How has your understanding of your own leadership changed through the Fellowship to date? How do you now view the role of self-care in sustaining your ability to lead?
Hau Mitakuypi (Hello my relatives),
I hope this blogs finds everyone well and thank you for taking the time to read this. Since the beginning of this fellowship, I have been interested in exploring my own definition of leadership from our Lakota perspective. Wolakota is both a term and way of life that Lakota’s strived to live. Within the term, our values of Humility, Wisdom, Bravery, and Generosity, were a way of life for our communities since we have been on this earth.
Viewing the fellowship through this lens has lead me to rethink about the needs of our young people in our community and how traditional Lakota leaders have always sought solace to reflect on their own needs to be better leaders for their communities. This reflection took place in various forms such as spirituality, intentional isolation, and honest feedback from other community members to grow an individual’s leadership.

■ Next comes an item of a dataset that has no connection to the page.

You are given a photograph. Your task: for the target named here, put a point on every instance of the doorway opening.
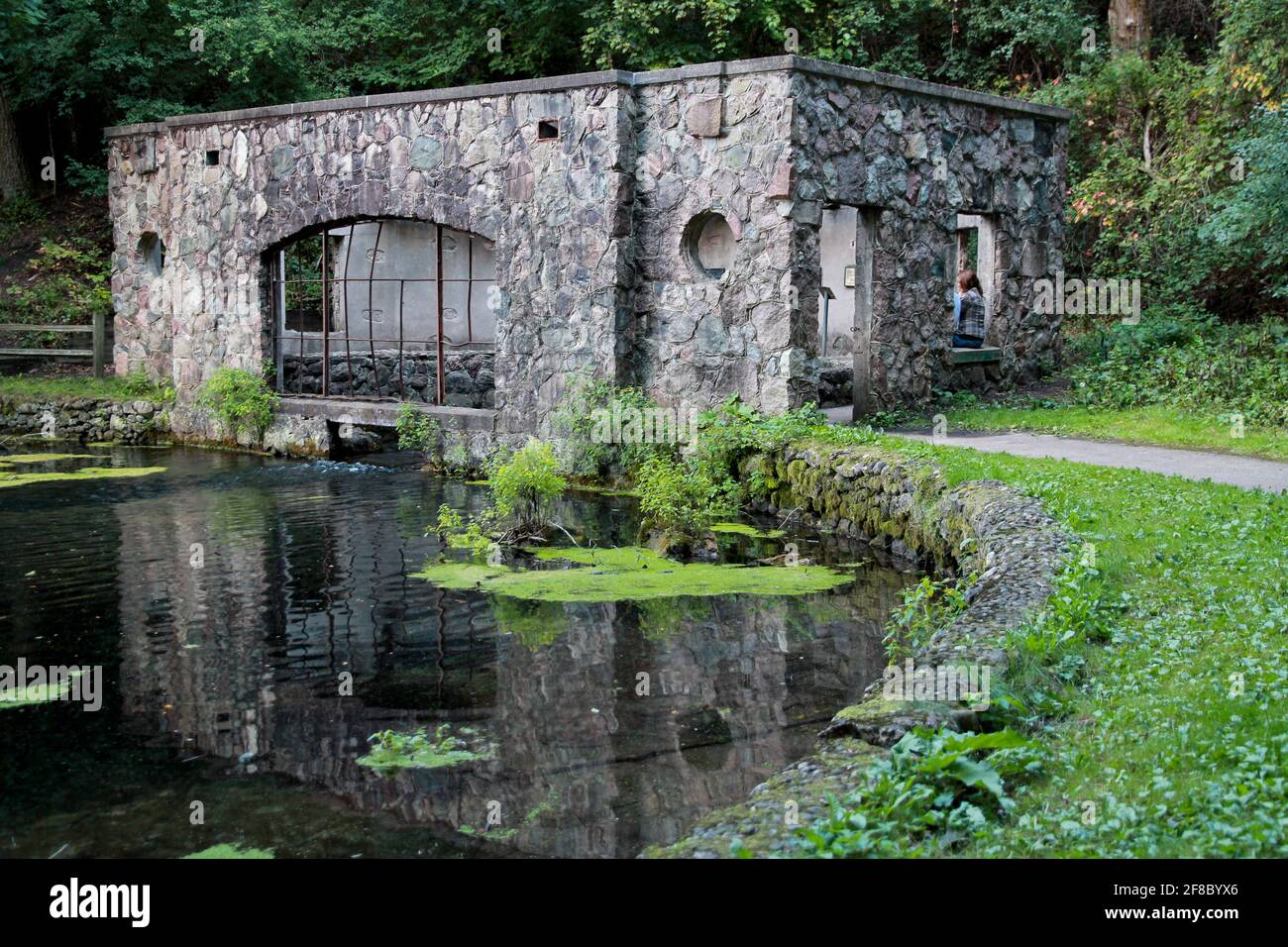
(386, 309)
(846, 243)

What stands out to me about this is the intentional nature of looking at how people led in the community and the time it takes to go through this process. In a similar way, the Bush Fellowship strives to help leaders from our region receive the same result. With some of the resources provided to me, I was able to apply for the Rockwood Leadership Institute and will complete this training next spring because of scheduling commitment. I am excited to complete this training because I think I will be able to look at where I have been in various leadership positions and where I hope to go in the next 10 years.
Another aspect of this intentional is looking at what self care means for us and our families and for me personally, this was one of the more exciting aspects because I believe as leaders, we tend to doing things really well but at the expense of not taking care of ourselves. This is a huge need in the work that I have been doing with young Native leaders in our communities in South Dakota because I often see a lot of them burnout without healthy outlets because of this unhealthy model of leadership.
Being able to think about self care and how to use this fellowship to develop life long skills and practices is usually viewed as a radical way of taking care of ourselves but in reality it is not. A few of the things I have been able to do because of the generous investment in our leadership is being able to travel and actually take a vacation that lasts longer than a few days in places that I have always wanted to go including a trip to Peru and France.
These trips abroad have been a great way to build my individual leadership skills because in both cases I speak limited Spanish and French, so I had to rely on my non verbal skills and generosity of others to communicate when I checked into hotels and ordering food.
On my trip to France, I posted briefly on social media I would be in the area and within a few minutes, family and friends were already connecting with people in Paris. I was able to meet up with a long time friend who lived in France and another Native person from the Blackfeet Tribe in Montana. It was wonderful to have another person who lived in the area and spoke French show me around the Eiffel Tower; we went bowling (they only bowl 10 frames in France), and shared about our understandings as indigenous people living abroad/traveling abroad/being from the area.
5 months after this trip, I travelled to Peru to network with International funders who focus on Indigenous issues. Through this meeting, I met another group I am hoping to connect to our work with Native youth in the Northwest. I was honored to help my partner complete an item on her bucket list with a trip to Machu Picchu and it was absolutely amazing because of the history and enormity of the place that was mind boggling in a good to think about how it was built.
With both trips, I learned it was perfectly fine to take time to rest and enjoy my surroundings because we never know when we will be in these places again. Self-care is an important way to build our own leadership skills and I was able to gain wisdom, have humility, receive and give generosity, and adventure out of my comfort zone. I will be forever grateful for this opportunity to be a 2015 Bush Fellow.